A partir de l’année de revenus 2020, le gouvernement entend mener la vie dure à ce que l’on appelle les fausses voitures hybrides : si la capacité de la batterie électrique est inférieure à 0,5 kWh par 100 kilos de poids de la voiture ou que l’émission est supérieure à 50 grammes de CO2 par kilomètre, une correction sera pratiquée. L’administration fiscale tiendra compte des émissions d’un modèle semblable propulsé par un moteur classique ou, en l’absence de point de comparaison, elle multipliera l’émission de CO2 de la voiture hybride par un coefficient 2,5. Cette émission corrigée sera également prise en compte pour le calcul de l’avantage de toute nature. Les voitures hybrides commandées avant le 1er janvier 2018 feront, là encore, exception : c’est l’émission réelle de CO2 qui sera retenue en 2020, ainsi que durant les années de revenus suivantes.

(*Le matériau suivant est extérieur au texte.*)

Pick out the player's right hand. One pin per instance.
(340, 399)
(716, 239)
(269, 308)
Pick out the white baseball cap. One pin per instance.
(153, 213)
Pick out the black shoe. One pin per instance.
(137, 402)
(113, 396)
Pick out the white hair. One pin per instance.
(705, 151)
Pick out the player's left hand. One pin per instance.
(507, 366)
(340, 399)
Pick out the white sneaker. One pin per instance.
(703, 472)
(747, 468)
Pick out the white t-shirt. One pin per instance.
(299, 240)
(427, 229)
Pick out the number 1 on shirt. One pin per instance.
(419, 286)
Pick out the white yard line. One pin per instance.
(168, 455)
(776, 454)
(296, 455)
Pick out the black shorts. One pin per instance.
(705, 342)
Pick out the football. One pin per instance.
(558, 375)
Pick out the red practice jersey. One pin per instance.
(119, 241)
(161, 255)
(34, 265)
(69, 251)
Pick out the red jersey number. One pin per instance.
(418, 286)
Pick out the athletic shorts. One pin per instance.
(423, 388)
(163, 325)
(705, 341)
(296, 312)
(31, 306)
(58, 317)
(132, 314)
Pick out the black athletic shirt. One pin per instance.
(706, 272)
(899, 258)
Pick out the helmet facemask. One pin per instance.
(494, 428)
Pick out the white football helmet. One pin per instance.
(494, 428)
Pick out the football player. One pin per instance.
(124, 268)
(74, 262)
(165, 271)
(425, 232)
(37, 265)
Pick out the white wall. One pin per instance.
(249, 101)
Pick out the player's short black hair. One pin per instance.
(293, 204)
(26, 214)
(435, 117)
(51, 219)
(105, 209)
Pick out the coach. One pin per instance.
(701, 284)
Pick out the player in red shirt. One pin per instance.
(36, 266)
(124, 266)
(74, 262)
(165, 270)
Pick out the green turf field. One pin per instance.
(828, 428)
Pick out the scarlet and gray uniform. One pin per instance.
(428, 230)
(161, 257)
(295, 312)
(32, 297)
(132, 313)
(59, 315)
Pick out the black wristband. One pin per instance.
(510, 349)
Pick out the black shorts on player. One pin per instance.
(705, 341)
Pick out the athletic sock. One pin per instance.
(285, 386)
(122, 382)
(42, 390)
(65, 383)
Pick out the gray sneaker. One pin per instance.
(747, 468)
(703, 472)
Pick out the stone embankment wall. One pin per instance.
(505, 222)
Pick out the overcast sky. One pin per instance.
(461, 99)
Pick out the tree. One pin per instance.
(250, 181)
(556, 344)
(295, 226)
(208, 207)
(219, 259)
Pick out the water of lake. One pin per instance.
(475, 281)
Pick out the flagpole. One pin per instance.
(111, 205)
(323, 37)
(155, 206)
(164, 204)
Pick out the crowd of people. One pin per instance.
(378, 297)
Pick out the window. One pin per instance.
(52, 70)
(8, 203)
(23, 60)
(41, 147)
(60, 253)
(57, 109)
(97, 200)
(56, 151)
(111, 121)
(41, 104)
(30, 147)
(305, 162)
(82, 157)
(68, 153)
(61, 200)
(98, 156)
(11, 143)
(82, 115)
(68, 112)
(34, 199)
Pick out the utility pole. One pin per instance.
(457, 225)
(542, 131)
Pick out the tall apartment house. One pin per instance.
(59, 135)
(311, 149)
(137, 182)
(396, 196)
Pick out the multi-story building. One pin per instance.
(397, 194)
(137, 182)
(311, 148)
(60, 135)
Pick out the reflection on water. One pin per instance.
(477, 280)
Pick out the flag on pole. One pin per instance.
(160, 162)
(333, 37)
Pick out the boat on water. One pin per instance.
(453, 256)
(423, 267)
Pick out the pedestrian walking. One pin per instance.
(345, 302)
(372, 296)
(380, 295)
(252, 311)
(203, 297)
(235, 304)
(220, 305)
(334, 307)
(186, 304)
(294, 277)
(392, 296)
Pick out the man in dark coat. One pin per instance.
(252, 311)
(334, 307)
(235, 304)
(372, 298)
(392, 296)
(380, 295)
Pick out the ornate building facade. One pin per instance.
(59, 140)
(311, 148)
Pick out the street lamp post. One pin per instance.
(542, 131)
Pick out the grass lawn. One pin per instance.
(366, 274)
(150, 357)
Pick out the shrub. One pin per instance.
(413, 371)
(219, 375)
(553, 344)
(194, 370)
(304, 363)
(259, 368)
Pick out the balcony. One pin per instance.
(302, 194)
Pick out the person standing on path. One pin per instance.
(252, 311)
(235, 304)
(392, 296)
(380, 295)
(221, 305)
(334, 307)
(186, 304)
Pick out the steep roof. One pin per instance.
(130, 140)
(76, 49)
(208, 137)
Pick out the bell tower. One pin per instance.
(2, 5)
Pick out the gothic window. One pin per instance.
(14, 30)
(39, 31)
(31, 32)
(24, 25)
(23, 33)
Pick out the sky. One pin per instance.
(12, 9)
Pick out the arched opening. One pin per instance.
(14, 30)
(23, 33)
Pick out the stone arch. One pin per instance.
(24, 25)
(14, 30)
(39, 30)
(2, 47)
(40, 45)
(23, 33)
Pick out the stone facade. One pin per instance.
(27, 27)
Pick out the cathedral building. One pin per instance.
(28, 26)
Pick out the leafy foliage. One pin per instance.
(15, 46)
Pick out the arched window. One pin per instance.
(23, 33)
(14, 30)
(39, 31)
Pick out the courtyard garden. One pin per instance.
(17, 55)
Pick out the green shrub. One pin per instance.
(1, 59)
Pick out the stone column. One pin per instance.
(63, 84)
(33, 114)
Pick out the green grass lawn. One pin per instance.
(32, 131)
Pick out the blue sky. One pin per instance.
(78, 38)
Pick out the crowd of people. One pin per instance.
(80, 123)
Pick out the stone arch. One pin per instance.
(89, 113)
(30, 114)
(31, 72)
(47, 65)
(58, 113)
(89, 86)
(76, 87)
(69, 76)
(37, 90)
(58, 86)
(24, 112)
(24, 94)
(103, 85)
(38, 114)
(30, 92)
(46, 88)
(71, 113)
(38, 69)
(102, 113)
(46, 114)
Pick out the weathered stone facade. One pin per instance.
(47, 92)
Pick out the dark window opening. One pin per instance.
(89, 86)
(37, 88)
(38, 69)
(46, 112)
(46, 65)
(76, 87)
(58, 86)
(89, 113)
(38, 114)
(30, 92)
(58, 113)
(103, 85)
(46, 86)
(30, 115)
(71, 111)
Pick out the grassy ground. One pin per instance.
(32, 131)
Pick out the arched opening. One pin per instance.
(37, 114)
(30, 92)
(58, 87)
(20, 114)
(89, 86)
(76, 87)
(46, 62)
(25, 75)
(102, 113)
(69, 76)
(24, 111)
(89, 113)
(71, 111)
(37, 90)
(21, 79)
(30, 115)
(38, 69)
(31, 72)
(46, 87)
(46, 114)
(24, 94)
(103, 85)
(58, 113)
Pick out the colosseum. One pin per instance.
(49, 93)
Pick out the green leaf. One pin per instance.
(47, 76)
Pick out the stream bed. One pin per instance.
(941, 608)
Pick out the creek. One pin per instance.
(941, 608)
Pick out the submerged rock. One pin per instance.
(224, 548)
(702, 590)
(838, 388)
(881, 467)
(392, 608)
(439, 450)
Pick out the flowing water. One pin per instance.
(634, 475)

Une norme n’est pas l’autre

Le scandale du dieselgate a incité les régulateurs à examiner à la loupe les normes d’émission. Depuis le 1er septembre, toutes les voitures neuves doivent être homologuées selon les nouvelles normes WLTP (” Procédure d’essai mondiale harmonisée pour les voitures particulières et les véhicules utilitaires légers “), qui se substituent aux normes NEDC (” Emissions des véhicules à moteur “).

” D’après les normes WLTP, toutes les voitures ont des émissions de CO2 supérieures à ce qu’avaient révélé les essais NEDC, affirme Roel Van Hemelen. Le gouvernement belge, ne cherchant pas à pénaliser cette différence, a décidé de continuer à calculer, jusqu’au 31 décembre 2020 au moins, les émissions fiscales selon les normes NEDC. ”

Calculer l’incidence de la fiscalité n’est pas simple. Heureusement, Internet propose toute une série de modules qui peuvent y aider. ” La déduction des frais de voiture est devenue un véritable casse-tête, avertit Roel Van Hemelen. Pour les comptables et les experts-comptables, elle engendre un travail fou. Quant aux indépendants qui envisagent d’acheter une nouvelle voiture, il n’est pas facile pour eux de savoir si le choix d’un véhicule écologique est avantageux. Il nous est arrivé à plusieurs reprises déjà de comparer des offres pour des clients : la voiture électrique s’est parfois révélée plus intéressante, mais cela n’a pas été systématiquement le cas. ”

Notre expert, qui enseigne la fiscalité de l’automobile, a contribué au développement de l’application Ototo, qui permet à l’automobiliste de visualiser instantanément les éléments fiscaux importants du véhicule. Ototo calcule en quelques clics la taxe de mise en circulation, la taxe annuelle de roulage, l’avantage de toute nature et la déductibilité. Elle est gratuite pour les utilisateurs, qui sont invités à saisir un certain nombre de données à propos d’eux-mêmes et de la voiture qu’ils envisagent d’acquérir ; elle est également vendue aux distributeurs, dont les clients peuvent alors se contenter de scanner un code QR.